The same day, Giles had signed a letter leaving Chandler, the deputy leader, as acting chief minister. Giles was hours away from stepping on to a plane for two weeks’ holiday when he was told about the unfolding situation.
A spokesman for Chandler said at the time he had confronted McRoberts with evidence from a criminal investigation.
“His reaction was to resign.”
It’s believed by some that the whistleblower’s approach to Chandler was deliberately timed to sideline Giles. The politics of the police and the politics of the cabinet room were linked, and Giles was considered close to the commissioner, who often was willing to toe the political line.
Three out of eight cabinet members – Peter Styles, John Elferink and Willem Westra van Holthe – were former Northern Territory cops, each bringing into politics friendships and alliances made during careers on the beat.

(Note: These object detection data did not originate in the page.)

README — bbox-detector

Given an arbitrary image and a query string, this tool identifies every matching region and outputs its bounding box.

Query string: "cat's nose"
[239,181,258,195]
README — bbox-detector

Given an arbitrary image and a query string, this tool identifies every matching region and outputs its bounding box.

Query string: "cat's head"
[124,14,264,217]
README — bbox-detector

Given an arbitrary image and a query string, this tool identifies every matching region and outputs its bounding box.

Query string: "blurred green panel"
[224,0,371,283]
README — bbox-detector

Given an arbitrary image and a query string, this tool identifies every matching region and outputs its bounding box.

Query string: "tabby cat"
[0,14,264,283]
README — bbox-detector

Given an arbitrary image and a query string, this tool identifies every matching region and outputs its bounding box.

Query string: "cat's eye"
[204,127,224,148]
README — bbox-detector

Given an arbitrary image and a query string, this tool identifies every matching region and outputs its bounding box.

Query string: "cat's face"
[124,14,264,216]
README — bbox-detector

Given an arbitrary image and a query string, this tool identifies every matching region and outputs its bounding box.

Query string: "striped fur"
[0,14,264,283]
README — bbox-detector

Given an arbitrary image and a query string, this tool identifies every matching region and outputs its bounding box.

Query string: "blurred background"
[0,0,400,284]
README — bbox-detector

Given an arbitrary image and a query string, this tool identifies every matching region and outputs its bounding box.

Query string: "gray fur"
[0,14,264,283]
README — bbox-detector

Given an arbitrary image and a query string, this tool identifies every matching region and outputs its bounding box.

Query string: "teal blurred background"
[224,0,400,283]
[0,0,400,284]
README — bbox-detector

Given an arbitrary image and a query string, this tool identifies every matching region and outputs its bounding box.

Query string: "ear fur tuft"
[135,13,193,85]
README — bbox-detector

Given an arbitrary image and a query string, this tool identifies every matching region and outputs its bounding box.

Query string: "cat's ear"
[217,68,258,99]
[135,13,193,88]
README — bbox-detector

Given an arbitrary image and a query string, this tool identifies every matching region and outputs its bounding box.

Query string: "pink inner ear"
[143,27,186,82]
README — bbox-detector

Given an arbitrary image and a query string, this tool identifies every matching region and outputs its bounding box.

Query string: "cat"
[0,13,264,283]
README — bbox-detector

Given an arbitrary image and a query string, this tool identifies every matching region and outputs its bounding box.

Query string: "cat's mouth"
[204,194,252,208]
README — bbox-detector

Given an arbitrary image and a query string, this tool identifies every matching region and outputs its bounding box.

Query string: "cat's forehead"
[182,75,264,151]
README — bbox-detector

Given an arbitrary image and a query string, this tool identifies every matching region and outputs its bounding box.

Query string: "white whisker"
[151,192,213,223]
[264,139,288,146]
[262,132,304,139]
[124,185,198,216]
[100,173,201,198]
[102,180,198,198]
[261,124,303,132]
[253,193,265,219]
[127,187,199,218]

Those alliances were laid bare in mid-2014 when it came time to renew McRoberts’s contract and decide on a new deputy commissioner. The new deputy would be front-runner for the top job four years down the track.
Some ministers, most notably Elferink, Westra van Holthe and Robyn Lambley, pushed hard for Payne to become deputy commissioner. Giles had long-term ambitions for Jamie Chalker, who had been in charge in Alice Springs, but who was a step further down the chain of command.
Between them, Giles and McRoberts designed a system to keep everyone happy, to an extent, one that would also have the effect of consolidating the commissioner’s power. Payne, Chalker and Kershaw were given the job of deputy on a rotating basis.
A dark and stormy night
Giles returned from his holiday in late January to a political storm. McRoberts had been removed. And the chief minister quickly discovered his own position was being eroded.
From his point of view, at that time, Giles could see plenty of shadows.
The timing of the disclosure to Chandler played on his mind. Why had the whistleblower waited two months to come forward, and only done so to Chandler, the day Giles had gone on leave? Why had the police also waited until McRoberts was on a plane to launch the Kamitsis raid?
He had been told about Payne’s involvement in the Kamitsis raid. And he recalled how three of the key coup plotters had been pushing for Payne to become deputy commissioner.
At 1am on 3 February two former police officers walked into Parliament House under the cover of darkness and announced they were now in charge of the Northern Territory government.
Westra van Holthe told reporters he was the “chief minister apparent” with Elferink as his deputy. Giles, in a fit of paranoia and believing his phone had been tapped, threw it from his 12th floor balcony and into the pool below.
Giles managed, somehow, to cling to power. A hastily scheduled swearing-in ceremony for the new team was called at the eleventh hour when Giles simply refused to go. No one knew what to do.
His government lasted another 18 months before being turfed out in a brutal election loss after a series of scandals, including a corruption scandal involving a Kamitsis and a ministerial staffer. She spent 11 months in jail for fraud and official corruption. McRoberts now also faces a likely lengthy jail term.